I absolutely can't multitask: I can't drive properly and talk (I can do it, but my driving isn't good). I could never talk and play piano, nor even sing along as I played (I don't have opportunity to play anymore).
I can however talk and type, but it's done in a way where I fill a mental register with the sentence I'm typing, switch focus whilst my hands operate on that register; then fill the register in a pause from the conversation. It's just rapid task switching for me except the typing. Probably took me a decade of touch typing to get there.
I'm also I've of those people who ends up writing down the conversation if I'm handwriting and conversing.
-- reflecting now when playing piano I'd try and fill a mental register with the forthcoming musical phrase whilst I switched to speaking. I think perhaps it didn't work because I struggle with rhythm and so need central focus to maintain any semblance of rhythm.
We don't have a definitive diagram of the mind to point to, but I feel we all really can feel what is and what isn't multitasking.

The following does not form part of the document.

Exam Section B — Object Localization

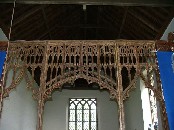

Once internalized through experience, hand movements on piano (or computer) keyboard are subconscious. They don't tax your brain. Thinking about what you're playing/writing and why are you doing it is still within one "context of execution". They are closely related mental activities sharing most of the same data. Starting to simultaneously think about or engage in an unrelated, cognitively demanding activity - this is multitasking, or the so-called "context switch".